The first time I got scared was while I was sitting in the car outside a grocery store waiting for my then husband. A white woman driving a late model Volvo station wagon pulled into a parking space, got out, and started across the car park towards the grocery. She looked like someone's well preserved late 60s-ish mum. Well dressed without overdoing it, she looked like someone I would sit next to at church, someone who probably ran the Altar Guild, and did charitable work.

A car load of black woman pulled in, radio blaring a 2LiveCrew song, defining and illustrating every textbook definition of stereotypical archetypes who give racists justification. Every one of those women was morbidly obese, had orange hair, wearing halter tops and very short shorts, and every single one of those women was in the process of being just as loud and coarse as she possibly could.

I sat there with my jaw hanging open because I couldn't believe my eyes, these women were cartoons, they were caricatures, they were SCARY. They looked as though they'd come for a fight, and any one would do. It seemed to me their eyes were glowing red, that's how frightening they were in their behaviour and manner.

They piled heavily, loudly, and angrily, out of the beater they'd arrived in, and began shoving shopping trolleys left behind by other shoppers out of their way-and into the Volvo. While the white woman watched and then turned without saying a word to walk into the grocery after making eye contact with the black woman who'd sent TWO trolleys into the Volvo with a yip of glee.

It was early spring 1986. I was flabbergasted, and I was ready to leave SouthEast AL.

Because I am white, I was considered by every single black person I ever met in the American South, to be two things.

First, rich. Because all white people are rich. I swear to God Almighty, I had many blacks tell me that-you're white so you're rich.

Second, racist. I also had many blacks tell me that because I was white, I was a racist, and nothing I ever did would change that. But they appreciated that I tried.

I finally left in 2005, after Katrina. People try to gloss over what happened at the SuperDome. I wasn't there, but I know those people. I believe the worst of what happened never made the newspapers.

Not that where I went was any better. I lived in Cherokee County, right next to Forsyth County-where I could take an old country road and see a still legible sign advising blacks to be out of Forsyth County by dark or suffer the consequences.

Now I live in the UK, and you know what? It's not any better here, either. Racism is EVERYWHERE, and because we cannot talk about it, it is going to come up and burst into flames so thick, so widespread, so unquenchable, that it truly will end the world as we know it.

Because I have had too many black people tell me it is automatic, comes with the genes-white=racist and nothing will ever change that. Dialogue is impossible, and sometimes I am convinced we are doomed.

Because I know whites who think the day will come that all other races will have to be eliminated so that whites can finally live in peace. I also know people of all the other races who think the same way about whites.

There doesn't seem to be anything we can do, any of us. Nothing we can say.
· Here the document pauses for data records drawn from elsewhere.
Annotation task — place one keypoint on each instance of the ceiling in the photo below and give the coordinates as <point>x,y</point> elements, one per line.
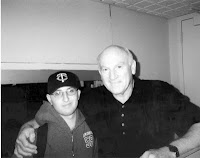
<point>163,8</point>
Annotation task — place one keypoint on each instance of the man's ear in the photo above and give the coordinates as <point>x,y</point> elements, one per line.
<point>133,67</point>
<point>79,93</point>
<point>49,98</point>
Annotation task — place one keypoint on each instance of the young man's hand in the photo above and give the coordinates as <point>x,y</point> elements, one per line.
<point>24,144</point>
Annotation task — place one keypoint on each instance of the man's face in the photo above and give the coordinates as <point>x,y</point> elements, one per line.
<point>116,72</point>
<point>65,100</point>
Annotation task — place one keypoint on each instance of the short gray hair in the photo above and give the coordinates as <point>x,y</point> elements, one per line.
<point>122,49</point>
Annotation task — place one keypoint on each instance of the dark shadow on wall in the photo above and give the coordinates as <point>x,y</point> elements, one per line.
<point>138,66</point>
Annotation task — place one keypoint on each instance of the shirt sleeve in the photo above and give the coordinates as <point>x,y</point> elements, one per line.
<point>182,112</point>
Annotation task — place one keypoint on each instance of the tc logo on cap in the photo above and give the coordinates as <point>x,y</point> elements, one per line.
<point>62,77</point>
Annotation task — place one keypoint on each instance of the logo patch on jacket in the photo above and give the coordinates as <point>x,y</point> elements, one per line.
<point>89,139</point>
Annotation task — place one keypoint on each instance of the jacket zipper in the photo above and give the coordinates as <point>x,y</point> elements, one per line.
<point>73,146</point>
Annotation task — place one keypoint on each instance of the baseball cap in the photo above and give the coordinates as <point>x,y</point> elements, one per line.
<point>61,79</point>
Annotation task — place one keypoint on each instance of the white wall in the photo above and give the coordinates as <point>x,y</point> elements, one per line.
<point>147,37</point>
<point>175,51</point>
<point>35,36</point>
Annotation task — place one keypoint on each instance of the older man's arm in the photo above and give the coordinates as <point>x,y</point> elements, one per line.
<point>184,144</point>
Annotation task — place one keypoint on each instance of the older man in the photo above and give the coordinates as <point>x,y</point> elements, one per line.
<point>132,117</point>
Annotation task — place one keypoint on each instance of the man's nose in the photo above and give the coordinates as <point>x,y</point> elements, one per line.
<point>65,96</point>
<point>113,75</point>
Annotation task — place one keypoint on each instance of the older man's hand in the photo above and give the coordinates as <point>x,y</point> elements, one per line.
<point>158,153</point>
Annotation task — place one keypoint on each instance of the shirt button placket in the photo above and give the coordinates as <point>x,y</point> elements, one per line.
<point>122,115</point>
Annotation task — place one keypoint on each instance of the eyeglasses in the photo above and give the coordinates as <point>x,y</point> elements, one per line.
<point>69,92</point>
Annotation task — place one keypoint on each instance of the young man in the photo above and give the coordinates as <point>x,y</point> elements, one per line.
<point>131,116</point>
<point>68,133</point>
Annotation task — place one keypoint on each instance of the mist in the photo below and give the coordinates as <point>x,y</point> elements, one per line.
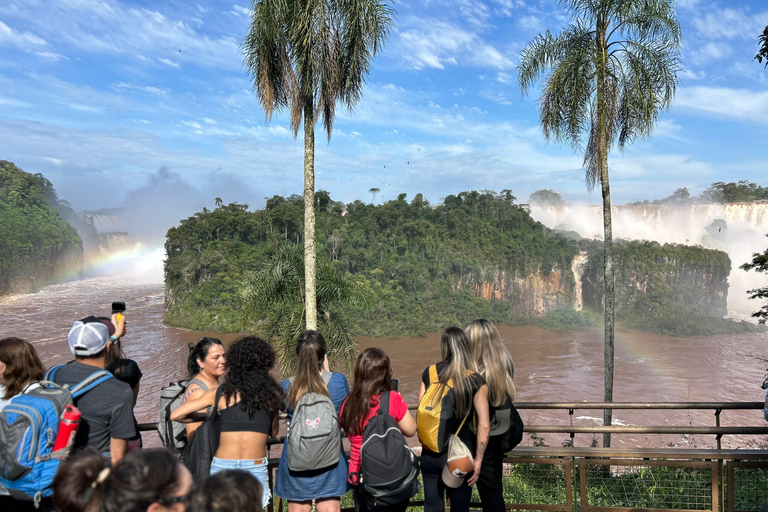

Shortly before I lost my job in 2009 I overheard a youngish black woman-college educated and intelligent-tell a white co-worker "Now it's our turn, you whites are gonna know what it feels like!"

The white co-worker was stunned I think, there was a moments silence but as I walked into the work area (I was their supervisor at the time) I heard his chair scrape as he stood, and he said "You don't want equality, you want revenge!"

He brushed past me and said loudly "I quit!" He never came back to work, and Human Resources never asked me what had happened. His desk was cleared out as I was sitting in my supervisor's office telling him what had happened.

And two weeks later I lost my job-and the youngish black woman was named as my replacement. Eleven months later I left the US.

Sometimes the despair is overwhelming.